In der Hauptstadt habe er mit dem Modell, dass der Bürgermeister auch direkt für Kultur zuständig sei, gute Erfahrungen gemacht. Andererseits: "Es hängt von Personen ab. Der Regierungschef muss natürlich auch kulturinteressiert sein. Wenn er nicht kulturaffin ist, wird es bitter. Dann verkommt das zu einer Dienststelle."
In kürzester Zeit schraubt Flimm sich vom gemütlichen Vormittagsflüstern in deutliche Kultur-Strippenzieher-Rage: "Man muss Politikern immer wieder ins Stammbuch schreiben, wie viele Menschen täglich das Kulturangebot nutzen. Wenn man das zusammenzählt, werden sie merken, dass das eine große, interessante und unglaublich konsequente Klientel ist. Das sind Premium-Wähler. Das muss man ihnen klarmachen. Die Berliner, die arm, aber sexy sind, haben das kapiert. Mit sehr wenig Geld kann man in der Kultur schon sehr viel Wirkung erzielen. Dass ein Museum in Hamburg wegen 200 000 Euro geschlossen werden sollte, ist ein unfasslicher Skandal. Das ist doch auch Kafka. Was man Hamburg früher vorgeworfen hat, das mit den Pfeffersäcken, was nicht stimmte, das kommt jetzt wieder. Wenn man nicht weiß, dass Kultur auch Überlebensstrategien und Zivilisationsvorsorgen liefert, dann wird das nichts mit dem Image, dann gehen alle weg. Ich finde das Verhalten der Stadt unglaublich kurzsichtig und unvernünftig." Ähnlich "kafkaesk" findet er das Elbphilharmonie-Planungsdesaster, und auch für die klassische Hanseaten-Mentalität findet er deutliche Worte: "Die Stadt besteht nicht nur aus Kaffeehandel und Import/Export, sie hat eine große Kunst- und Theater-Tradition. Es waren doch alle mal da. Man muss doch wissen, dass das zu einer urbanen Qualität gehört - und nicht nur das Verkaufen von Bratwürsten auf der zugefrorenen Alster."
Für die "unglaublich spannende" Opernchef-Offerte aus Berlin hat Flimm den Job eines NRW-Festival-Koordinators ausgeschlagen, ebenso das Angebot, sechs Monate an die Juilliard School in New York zu gehen. "Senatorabel" für Hamburg fühlt er sich aber nicht. "Diese Gremien, das ist nicht mein Ort. Nach Hamburg komme ich irgendwann wieder zurück, aber sicher nicht, um mir im Kulturausschuss ein paar hinter die Löffel geben zu lassen."

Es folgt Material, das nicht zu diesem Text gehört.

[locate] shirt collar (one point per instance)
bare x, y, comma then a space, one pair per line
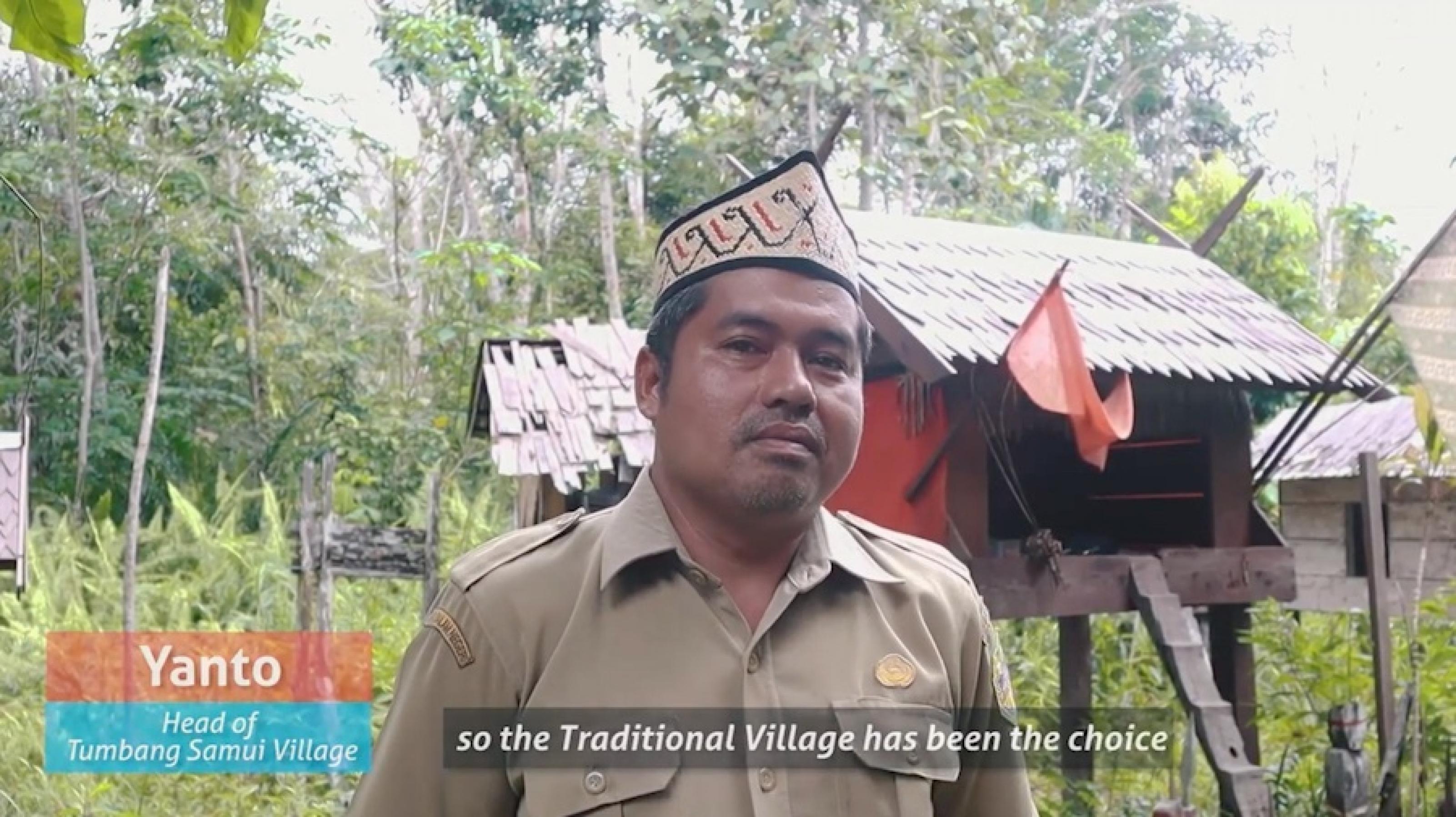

Seine Diagnose der Hamburger Zustände ist bezeichnend: "Mir kommt das vor wie ,auf der Stelle treten', der Status quo lebt weiter und weiter - außer im Thalia, der Lux macht das wirklich gut und hat ein tolles Ensemble. Ich hab am Anfang zwar gegen ihn im Abendblatt geschimpft, aber inzwischen sind wir wieder gut miteinander. Diese Zementierung des Zustands ist ganz schwierig, und wenn dem Status quo auch noch durch unsinnige Sparmaßnahmen Geld weggenommen wird, wird es eine ziemlich armselige Veranstaltung und ganz furchtbar." Und bevor es zum nächsten Termin geht, gibt es noch einen letzten guten Rat mit auf den Weg: "Sollte es eine Neuwahl geben, würde ich denen zu einem Wahlkampf raten, bei dem Kultur eine ganz große Rolle spielt. Denn die Premium-Wähler, die gehen wählen. Das hat man ja beim Thema Schulreform gesehen."